Which brings me full circle. My story is important, it's one to be told. So is yours, and I want to hear it. I want to introduce you to all these wonderful people who bless and fulfill things I thought impossible to recoup. I want to sit around fires, talk about icing, laugh so much our abs ache the next day. I want to dance the night away, drenched in sweat, and enjoy lunch together midweek. Life is meant to live. It's meant to be shared, experienced, and accomplished together. I recently found this quote, and it's what I believe more than anything: "There is tremendous happiness in making others happy, despite our own situations.
Shared grief is half the sorrow, but happiness when shared, is doubled." *
unknown


I want to apologize for the hurt I have caused- it was never my intention. I want grace for much I have done. But more than that, I want our stories to intersect. Our plots to spend some time on the same page in life so that we are richer, fuller and stronger in the next chapter. I am no longer that scared girl hiding the tangled past of lies. But I fully look forward to what comes next.

"When fear reigns, I can’t reveal who I am and I’m so concerned about protecting my goods that I’m afraid to give anything to you.

When God walks in, I lay down my fears; I give up my self-absorption. Jesus clears my fears by offering an uncommon safety to be me—to be real, to be sad, to be messed up and confused, yet, to be loved—and as that safety saturates the room, I can offer it to you because my faith in God is stronger than my faith in fear. God is stronger than my fear."

*from Grace Creates devotional 02/21/2012 Jon Walker

3 comments:

  1. I love reading your truth because I relate to it so much. I didn't have abuse persay, but we all grow up with this distortion in our lives and one day, prayerfully, we wake up to the "I just don't give a shit what you think" attitude. It's hard to carry that thought patterns and it sounds harsh, but it's self-preservation to people like you and me. The more we worry about this and don't share, the more we live in the lie and ignore the truth we know.

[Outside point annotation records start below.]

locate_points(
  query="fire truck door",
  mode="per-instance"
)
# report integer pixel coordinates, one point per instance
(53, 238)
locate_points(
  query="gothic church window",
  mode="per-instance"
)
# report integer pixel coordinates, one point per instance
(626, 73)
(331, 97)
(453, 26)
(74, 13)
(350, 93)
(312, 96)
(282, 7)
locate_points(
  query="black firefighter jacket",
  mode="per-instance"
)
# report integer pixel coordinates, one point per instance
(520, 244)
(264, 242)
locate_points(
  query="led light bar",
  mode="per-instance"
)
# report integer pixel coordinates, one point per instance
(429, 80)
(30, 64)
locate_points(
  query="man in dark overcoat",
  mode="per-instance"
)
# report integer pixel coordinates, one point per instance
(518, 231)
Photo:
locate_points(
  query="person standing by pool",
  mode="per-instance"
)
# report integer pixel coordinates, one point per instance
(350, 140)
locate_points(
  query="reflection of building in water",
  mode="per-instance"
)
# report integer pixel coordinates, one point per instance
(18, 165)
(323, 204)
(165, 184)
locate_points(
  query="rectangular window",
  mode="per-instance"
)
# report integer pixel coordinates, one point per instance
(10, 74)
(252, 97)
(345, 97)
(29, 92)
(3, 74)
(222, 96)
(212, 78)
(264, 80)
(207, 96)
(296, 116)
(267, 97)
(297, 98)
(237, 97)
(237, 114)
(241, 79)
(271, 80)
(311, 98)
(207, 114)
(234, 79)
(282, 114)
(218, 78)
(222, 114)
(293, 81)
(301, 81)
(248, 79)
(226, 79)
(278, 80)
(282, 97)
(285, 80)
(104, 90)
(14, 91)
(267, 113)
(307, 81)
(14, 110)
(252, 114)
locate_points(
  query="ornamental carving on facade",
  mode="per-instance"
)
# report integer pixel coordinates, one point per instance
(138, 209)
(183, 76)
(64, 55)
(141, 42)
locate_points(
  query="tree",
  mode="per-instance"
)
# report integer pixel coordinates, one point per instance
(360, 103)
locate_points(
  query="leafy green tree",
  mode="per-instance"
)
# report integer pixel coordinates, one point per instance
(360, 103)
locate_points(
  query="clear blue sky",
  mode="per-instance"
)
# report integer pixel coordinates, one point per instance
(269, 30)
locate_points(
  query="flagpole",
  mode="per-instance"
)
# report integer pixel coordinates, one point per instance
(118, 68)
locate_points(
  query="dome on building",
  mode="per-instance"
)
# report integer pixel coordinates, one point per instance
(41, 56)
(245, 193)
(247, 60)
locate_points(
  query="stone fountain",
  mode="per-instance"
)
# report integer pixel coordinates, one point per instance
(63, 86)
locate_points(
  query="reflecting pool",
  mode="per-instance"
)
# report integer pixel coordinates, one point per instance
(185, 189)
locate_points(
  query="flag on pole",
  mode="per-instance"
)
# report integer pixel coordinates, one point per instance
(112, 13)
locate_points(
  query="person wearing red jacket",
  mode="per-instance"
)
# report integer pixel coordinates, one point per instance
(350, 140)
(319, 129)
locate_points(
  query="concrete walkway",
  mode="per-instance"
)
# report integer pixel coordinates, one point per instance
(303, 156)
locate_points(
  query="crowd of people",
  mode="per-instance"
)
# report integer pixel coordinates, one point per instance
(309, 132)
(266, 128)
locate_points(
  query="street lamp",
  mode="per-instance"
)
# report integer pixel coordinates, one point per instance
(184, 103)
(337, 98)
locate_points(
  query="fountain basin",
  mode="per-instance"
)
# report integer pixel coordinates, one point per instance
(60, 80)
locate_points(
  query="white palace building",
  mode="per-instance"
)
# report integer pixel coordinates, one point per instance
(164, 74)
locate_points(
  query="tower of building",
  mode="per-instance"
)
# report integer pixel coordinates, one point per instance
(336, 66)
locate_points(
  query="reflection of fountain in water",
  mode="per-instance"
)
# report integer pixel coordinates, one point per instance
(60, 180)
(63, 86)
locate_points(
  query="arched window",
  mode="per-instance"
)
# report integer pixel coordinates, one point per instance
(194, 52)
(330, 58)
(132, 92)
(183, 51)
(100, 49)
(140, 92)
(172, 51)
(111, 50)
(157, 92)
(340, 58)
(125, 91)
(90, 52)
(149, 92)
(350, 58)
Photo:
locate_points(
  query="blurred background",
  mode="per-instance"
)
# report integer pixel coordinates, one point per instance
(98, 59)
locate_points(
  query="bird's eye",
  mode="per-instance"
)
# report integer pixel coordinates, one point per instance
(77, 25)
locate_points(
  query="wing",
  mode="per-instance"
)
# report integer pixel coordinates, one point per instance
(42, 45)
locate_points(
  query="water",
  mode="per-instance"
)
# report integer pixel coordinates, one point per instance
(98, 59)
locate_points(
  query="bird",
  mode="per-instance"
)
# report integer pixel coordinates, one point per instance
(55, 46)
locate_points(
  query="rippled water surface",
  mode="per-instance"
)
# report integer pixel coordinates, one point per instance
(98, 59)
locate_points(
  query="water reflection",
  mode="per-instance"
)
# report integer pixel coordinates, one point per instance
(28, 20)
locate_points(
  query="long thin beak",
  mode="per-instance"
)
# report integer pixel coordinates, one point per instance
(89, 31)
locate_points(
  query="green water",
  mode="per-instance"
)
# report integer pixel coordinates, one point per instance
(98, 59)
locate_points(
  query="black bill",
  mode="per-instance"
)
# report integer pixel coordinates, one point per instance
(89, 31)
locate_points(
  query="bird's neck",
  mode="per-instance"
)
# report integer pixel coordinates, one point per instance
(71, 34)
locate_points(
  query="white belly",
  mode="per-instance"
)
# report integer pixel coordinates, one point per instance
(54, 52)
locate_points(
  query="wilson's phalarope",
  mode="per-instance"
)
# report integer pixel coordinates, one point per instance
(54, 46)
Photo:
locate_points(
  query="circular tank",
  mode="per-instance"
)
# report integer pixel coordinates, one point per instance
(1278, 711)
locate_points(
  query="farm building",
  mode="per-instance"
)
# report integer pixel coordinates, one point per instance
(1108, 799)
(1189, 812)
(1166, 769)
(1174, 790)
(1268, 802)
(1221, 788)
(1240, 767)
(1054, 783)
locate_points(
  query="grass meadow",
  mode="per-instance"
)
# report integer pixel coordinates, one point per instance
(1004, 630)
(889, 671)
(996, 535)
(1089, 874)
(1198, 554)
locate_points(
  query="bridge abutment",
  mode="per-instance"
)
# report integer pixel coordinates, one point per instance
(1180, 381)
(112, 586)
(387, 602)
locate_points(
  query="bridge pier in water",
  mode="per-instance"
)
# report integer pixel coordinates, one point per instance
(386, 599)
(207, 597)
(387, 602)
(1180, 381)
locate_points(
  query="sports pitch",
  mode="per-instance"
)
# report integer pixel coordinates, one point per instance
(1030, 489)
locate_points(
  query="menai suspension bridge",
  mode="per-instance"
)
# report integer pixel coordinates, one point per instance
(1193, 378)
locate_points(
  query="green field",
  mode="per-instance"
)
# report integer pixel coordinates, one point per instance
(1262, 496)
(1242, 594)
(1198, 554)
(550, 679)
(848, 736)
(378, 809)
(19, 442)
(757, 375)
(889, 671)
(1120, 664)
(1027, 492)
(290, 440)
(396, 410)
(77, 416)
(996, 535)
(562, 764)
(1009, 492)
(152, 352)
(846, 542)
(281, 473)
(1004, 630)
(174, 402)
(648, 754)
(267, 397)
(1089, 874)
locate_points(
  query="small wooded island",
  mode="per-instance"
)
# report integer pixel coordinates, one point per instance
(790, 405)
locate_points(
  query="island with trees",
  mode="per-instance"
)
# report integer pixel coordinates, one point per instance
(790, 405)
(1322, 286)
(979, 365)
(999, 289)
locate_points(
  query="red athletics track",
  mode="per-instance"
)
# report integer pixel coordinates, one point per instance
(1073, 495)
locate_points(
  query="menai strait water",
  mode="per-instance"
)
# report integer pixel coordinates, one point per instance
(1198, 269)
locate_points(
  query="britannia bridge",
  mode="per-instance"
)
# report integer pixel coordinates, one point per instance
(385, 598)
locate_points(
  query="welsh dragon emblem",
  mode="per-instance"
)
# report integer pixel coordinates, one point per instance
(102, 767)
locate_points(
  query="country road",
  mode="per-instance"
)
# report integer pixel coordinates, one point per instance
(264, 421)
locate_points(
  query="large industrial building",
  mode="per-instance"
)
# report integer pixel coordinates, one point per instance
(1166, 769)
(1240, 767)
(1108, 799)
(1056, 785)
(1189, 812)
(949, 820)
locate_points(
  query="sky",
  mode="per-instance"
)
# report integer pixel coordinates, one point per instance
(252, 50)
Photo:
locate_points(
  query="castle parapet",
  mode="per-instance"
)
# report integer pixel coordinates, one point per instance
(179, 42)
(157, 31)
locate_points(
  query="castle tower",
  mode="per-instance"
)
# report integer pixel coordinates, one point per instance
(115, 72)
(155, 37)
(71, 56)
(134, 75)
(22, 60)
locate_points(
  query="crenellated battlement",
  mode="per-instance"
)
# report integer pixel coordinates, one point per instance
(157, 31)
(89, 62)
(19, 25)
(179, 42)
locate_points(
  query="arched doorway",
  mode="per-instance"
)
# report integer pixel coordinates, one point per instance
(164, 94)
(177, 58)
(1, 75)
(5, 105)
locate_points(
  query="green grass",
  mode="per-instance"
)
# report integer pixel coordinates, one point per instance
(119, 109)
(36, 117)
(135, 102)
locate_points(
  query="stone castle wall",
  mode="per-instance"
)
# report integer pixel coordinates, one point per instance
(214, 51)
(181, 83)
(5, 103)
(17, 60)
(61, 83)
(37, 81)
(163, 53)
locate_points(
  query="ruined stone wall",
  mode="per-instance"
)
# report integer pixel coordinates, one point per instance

    Keep sharing. Our stories are meant to help others through their own lives, even if it's just to show them their feelings are normal and they are not alone. There is comfort in knowing you are not alone.......

    ReplyDelete
  2. Amanda, I loved reading this. It is a reality to all of us no matter our past. We all have these issues, but we are at a much better place in our lives. We all have regrets. We all have hurt someone. We all have our "secrets" that we fear to expose. Tears flowed as I read this...I can't wait for more icing, dancing, dinners and the campfires are only a few weeks away!!! God brought us all to each other for a reason....belly laughs, dance sweat, too much wine, and not enough time to talk as each day we have more to say. Together with Him we continue to grow. I look forward to our paths continuing to be intertwined and our branches growing as we explore ourselves and our lives. Love you Amanda!!!

    ReplyDelete
  3. Amanda! Thank you for your wonderful blog! Reading your blog was like reading my ' mail' this quote from your blog ' Let me explain. For years- most of them- my fear looked like a shattered mirror of shame, rejection, lies, manipulation...No image reflected back to me was whole.' resonated with me so deeply, I was horribly abused in all ways as a small child and dissociated and didn't start healing or really know what the depth of the injuries were until I injured my spine 19 years ago and that physical pain brought forth images and memories that had been locked away for 30+ years. The images I got were exactly what you write about that of a fractured, shattered mirror, and I kept saying ' someone' broke the mirror in front of me and told me in unspoken words I was broken. Your words explained it so well, all of the feelings ,' shame , rejection, lies,manipulation, .... etc no image reflected back to me was a whole.' ' I spent 2 years in intense therapy to integrate all of my dissociative memories , heal, and be able to look into mirrors and see who was there and see who it reflected without shame. Making amends came with that as well, it still comes . My masters thesis , was titled ' Illness as a Spiritual Path, Quest for Wholeness' . It was written in 2000 , 7 years after my injury and the beginning of this journey.
    Big Hugs Amanda. Thank you so much for this Blog!